Datasets used for DYMOND
Dataset | Nodes | Temporal Edges | Time Span |
---|---|---|---|
CollegeMsg | 1,899 | 59,835 | 193 days |
Enron | 87,273 | 1,148,072 | 5 years (approx.) |
EU emails | 986 | 332,334 | 803 days |
DNC emails | 2,029 | 39,264 | 5 months (approx.) |
Facebook Wall | 46,952 | 876,993 | 6 years (approx.) |
Dataset | Nodes | Temporal Edges | Unique Edges | Timesteps |
---|---|---|---|---|
CollegeMsg | 1,083 | 34,328 | 5,589 | 31 |
Enron | 785 | 5,794 | 2,517 | 20 |
EU emails | 784 | 68,091 | 6,878 | 79 |
DNC emails | 1,579 | 33,378 | 3,911 | 23 |
Facebook Wall | 2,245 | 23,507 | 4,976 | 43 |
This dataset is comprised of private messages sent on an online social network at the University of California, Irvine. Users could search the network for others and then initiate conversation based on profile information. An edge (u, v, t) means that user u sent a private message to user v at time t. Subset is for April 2004.
From Tore Opsahl —
The Facebook-like Social Network originate from an online community for students at University of California, Irvine. The dataset includes the users that sent or received at least one message (1,899). A total number of 59,835 online messages were set over 20,296 directed ties among these users. This dataset was the main dataset used in my Ph.D. thesis. This network has also been described in Patterns and Dynamics of Users’ Behaviour and Interaction: Network Analysis of an Online Community and used in a number of articles including Prominence and control: The weighted rich-club effect and Clustering in weighted networks. Although this dataset contains many nodal attributes (e.g., gender, age, and course attended), these are not made available as it would be possible to reverse engineer the anonymisation procedure of users. Self-loops in the longitudinal edgelist signal the time that users registered on the site.

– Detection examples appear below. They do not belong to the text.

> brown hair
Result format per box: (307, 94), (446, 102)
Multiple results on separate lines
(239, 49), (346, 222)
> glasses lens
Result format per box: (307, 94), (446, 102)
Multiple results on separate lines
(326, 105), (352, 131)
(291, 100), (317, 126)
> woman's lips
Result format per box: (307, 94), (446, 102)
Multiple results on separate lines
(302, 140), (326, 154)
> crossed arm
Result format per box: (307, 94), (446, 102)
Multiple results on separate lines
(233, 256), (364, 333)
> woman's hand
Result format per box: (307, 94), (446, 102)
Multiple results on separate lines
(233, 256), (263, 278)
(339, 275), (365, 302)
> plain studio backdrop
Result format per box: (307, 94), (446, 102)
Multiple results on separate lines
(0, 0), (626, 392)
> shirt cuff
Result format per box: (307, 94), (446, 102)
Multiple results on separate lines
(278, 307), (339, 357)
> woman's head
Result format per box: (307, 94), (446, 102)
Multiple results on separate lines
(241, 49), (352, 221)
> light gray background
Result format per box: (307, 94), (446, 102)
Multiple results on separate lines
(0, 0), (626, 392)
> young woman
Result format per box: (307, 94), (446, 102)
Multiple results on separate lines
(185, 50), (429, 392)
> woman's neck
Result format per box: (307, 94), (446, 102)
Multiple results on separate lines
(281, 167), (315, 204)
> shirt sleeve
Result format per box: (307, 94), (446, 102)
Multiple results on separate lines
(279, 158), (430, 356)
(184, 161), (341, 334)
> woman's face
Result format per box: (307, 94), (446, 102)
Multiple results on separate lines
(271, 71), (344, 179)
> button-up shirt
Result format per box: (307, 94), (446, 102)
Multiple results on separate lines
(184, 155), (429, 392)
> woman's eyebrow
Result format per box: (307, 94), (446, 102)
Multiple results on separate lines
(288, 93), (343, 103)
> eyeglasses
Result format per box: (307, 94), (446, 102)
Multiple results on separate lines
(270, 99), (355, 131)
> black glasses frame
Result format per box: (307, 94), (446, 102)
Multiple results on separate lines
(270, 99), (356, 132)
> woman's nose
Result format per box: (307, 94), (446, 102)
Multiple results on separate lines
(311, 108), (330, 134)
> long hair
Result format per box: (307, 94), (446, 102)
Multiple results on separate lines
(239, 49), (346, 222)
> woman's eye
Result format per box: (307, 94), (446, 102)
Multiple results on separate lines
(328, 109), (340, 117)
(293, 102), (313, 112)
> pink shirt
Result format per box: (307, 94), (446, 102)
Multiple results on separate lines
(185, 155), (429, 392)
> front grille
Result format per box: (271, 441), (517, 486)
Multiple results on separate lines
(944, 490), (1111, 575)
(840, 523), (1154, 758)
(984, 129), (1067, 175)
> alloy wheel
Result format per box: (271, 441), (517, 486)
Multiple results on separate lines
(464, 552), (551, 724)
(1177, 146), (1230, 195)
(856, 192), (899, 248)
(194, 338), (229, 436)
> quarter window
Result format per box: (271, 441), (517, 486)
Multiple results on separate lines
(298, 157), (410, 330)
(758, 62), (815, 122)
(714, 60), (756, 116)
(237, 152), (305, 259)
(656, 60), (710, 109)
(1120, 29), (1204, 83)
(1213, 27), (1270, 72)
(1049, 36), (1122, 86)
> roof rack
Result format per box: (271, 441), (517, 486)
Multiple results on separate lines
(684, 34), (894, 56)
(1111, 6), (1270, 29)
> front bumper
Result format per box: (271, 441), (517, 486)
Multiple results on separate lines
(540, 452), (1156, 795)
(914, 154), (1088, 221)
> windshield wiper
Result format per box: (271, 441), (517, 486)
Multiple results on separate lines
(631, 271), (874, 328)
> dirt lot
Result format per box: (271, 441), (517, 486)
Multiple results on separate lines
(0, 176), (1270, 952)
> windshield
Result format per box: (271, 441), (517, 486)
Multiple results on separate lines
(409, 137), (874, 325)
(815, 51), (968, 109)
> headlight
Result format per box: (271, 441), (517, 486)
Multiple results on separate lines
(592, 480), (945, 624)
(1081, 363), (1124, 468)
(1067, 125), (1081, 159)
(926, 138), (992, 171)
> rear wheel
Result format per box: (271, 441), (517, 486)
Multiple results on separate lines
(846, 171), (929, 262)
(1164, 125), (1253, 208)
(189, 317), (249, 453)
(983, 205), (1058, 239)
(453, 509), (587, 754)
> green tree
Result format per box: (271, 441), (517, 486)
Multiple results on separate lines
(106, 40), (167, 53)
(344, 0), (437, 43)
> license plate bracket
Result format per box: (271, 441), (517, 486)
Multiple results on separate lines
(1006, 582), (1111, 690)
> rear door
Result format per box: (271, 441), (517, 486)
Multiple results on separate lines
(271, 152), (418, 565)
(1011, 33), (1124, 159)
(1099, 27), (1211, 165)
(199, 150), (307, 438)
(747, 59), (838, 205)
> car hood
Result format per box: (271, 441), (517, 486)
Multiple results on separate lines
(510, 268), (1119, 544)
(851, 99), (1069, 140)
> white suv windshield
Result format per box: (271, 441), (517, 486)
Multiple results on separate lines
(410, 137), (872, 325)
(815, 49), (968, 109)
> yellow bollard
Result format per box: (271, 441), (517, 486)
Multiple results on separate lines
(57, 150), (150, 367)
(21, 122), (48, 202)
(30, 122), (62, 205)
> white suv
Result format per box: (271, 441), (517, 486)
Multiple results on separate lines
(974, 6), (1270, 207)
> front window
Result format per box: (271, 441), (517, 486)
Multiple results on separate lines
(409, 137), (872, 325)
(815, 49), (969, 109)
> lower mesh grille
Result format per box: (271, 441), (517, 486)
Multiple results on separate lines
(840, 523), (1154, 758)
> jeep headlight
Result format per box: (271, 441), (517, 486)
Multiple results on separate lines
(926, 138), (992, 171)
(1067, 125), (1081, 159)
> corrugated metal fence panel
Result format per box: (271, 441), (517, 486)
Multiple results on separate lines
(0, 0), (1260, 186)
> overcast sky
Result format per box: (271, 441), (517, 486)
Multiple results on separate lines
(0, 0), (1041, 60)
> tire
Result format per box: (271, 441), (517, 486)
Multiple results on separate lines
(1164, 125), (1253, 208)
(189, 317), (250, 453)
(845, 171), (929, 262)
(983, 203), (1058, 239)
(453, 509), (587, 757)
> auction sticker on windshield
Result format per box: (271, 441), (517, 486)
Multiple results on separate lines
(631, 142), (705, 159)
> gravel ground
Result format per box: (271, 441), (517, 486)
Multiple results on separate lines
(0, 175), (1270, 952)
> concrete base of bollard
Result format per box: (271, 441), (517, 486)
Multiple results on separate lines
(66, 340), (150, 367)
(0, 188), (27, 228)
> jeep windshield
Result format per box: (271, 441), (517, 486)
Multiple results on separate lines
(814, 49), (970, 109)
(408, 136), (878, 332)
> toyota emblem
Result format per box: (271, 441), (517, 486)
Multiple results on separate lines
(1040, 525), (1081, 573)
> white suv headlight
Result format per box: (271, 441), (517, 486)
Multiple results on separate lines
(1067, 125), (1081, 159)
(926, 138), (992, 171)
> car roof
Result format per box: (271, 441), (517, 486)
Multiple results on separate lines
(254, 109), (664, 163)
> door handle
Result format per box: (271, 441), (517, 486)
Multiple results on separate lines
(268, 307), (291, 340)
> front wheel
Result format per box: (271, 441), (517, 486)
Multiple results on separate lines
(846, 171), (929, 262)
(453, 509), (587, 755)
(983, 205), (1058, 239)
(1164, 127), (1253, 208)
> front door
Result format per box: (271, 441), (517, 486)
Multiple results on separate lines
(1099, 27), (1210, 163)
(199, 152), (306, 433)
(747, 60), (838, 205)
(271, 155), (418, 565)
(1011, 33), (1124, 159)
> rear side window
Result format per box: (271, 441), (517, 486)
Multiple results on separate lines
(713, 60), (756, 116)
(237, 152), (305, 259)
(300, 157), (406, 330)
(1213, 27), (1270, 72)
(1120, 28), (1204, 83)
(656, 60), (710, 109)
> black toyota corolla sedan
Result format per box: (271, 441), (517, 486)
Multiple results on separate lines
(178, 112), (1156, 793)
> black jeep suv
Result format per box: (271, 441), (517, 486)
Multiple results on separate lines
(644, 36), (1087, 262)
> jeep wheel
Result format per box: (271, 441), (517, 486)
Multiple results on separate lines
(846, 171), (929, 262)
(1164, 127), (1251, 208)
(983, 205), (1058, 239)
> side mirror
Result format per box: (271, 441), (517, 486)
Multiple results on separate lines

Sources: SNAP [9], Original [10]
This is the directed network of emails in the 2016 Democratic National Committee email leak. The Democratic National Committee (DNC) is the formal governing body for the United States Democratic Party. A dump of emails of the DNC was leaked in 2016. Nodes in the network correspond to persons in the dataset. A directed edge in the dataset denotes that a person has sent an email to another person. Since an email can have any number of recipients, a single email is mapped to multiple edges in this dataset, resulting in the number of edges in this network being about twice the number of emails in the dump. Subset is April-May 2016.
Sources: KONECT [1], Original (Original page seems hacked)
The Enron email network consists of 1,148,072 emails sent between employees of Enron between 1999 and 2003. Nodes in the network are individual employees and edges are individual emails. It is possible to send an email to oneself, and thus this network contains loops. Subset of February 2000 is around the mid-timeline of the Enron scandal.
Sources: KONECT [1], Original [3]
This is the email communication network of a large, undisclosed European institution. Nodes represent individual persons. Edges between two persons are directed and denote that at least one email has been sent from one person to the other. All edges are simple: Even if a person has sent multiple emails to another person, the two persons will be connected only by a single edge in that direction. Spam emails have been removed from the dataset. Subset consists of 79 days.
Sources: KONECT [1], Original [6]
The is the directed network of a small subset of posts to other user's wall on Facebook. The nodes of the network are Facebook users, and each directed edge represents one post, linking the users writing a post to the users whose wall the post is written on. Since users may write multiple posts on a wall, the network allows multiple edges connecting a single node pair. Since users may write on their own wall, the network contains loops. Subset is August-September 2009.